Staff Sargent Michael Nantz (Aaron Eckhart) has his retirement rejected when hostile aliens attack 20 major cities around the world, including Los Angeles, in a coordinated text-book style strike on humans. Nantz and his crew are tasked with evacuating civilians holed up in a police station before a scheduled drop of explosives on Los Angeles to wipe-out the aliens. With time running out, the soldiers must survive, fight and escape from an enemy that only wants to exterminate.
Instead of a big budget summer movie, Battle: Los Angeles is made as a war movie, albeit with aliens as the enemy. By adhering to the standards of the genre, the movie manages to be an odd combination of intense and ordinary. A tepid story and a screenplay populated with generic characters is only made further uninteresting by its predictability but is partially salvaged by some wonderful action sequences and imagery. The standard assortment of characters include soldiers who are white, black, Asian and Mexican, served complete with a rookie and a civilian doctor (she is a veterinarian in this case – they’re dealing with aliens, after all).
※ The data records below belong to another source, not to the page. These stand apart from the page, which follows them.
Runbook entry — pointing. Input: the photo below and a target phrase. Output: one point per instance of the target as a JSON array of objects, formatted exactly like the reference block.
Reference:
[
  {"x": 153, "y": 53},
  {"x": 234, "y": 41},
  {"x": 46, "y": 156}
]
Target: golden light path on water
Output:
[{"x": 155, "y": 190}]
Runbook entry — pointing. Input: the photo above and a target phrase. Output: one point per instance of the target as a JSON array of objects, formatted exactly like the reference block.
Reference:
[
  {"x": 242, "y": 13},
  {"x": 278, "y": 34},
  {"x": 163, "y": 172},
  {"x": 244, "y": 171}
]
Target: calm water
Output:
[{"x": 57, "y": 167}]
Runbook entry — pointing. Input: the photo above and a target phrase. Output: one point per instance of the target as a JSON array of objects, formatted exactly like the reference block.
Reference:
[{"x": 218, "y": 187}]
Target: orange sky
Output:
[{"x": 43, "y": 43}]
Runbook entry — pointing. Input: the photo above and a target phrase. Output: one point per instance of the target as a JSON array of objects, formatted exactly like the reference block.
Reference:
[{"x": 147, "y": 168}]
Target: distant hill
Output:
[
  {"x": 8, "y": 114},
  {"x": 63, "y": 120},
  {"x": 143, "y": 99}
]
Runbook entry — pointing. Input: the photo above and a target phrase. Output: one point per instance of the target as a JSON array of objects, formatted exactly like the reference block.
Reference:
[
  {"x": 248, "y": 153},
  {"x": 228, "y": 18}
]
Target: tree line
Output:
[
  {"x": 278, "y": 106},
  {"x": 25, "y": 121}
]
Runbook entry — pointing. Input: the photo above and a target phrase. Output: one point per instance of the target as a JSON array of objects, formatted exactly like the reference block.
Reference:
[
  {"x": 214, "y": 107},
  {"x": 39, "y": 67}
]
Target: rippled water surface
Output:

To complete the clichéd package, the film also utilizes extensive hand-held camerawork, with shaky scenes that try to present sci-fi fantasy as realism.
Yet, even with these drawbacks, Battle: Los Angeles works for the most part. While it seems to be aimed squarely at testosterone-fuelled video-game junkies who enjoy their hours of in-battle action, the fight sequences are as intense as they are entertaining. Some of the concepts are well thought out. The aliens arrive on Earth via ships that decelerate with a bang just over the surface and the idea that they need to invade our planet for its one major resource: water. But other concepts are equally silly: the anatomy of the aliens for example and the way in which one faction of the aliens is eventually brought down.
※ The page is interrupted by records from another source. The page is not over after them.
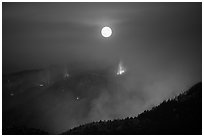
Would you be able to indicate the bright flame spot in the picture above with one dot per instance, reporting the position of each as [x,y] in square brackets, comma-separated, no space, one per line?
[66,75]
[11,94]
[121,69]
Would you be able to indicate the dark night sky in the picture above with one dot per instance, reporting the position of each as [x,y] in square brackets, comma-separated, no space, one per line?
[37,35]
[159,43]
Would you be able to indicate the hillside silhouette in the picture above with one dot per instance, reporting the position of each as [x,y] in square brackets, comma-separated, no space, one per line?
[181,115]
As a misunderstood veteran war hero, Eckhart does not bring much to his role apart from a gravelly voice. Even Michelle Rodriguez, who relishes in tough-girl-performances, seems tired here. Though director Liebesman’s latest stands out as an admirable effort amongst his insipid repertoire, it will not do much to raise his credibility. Much like leftover pizza, Battle: Los Angeles manages to be enjoyable without being completely interesting or satisfying.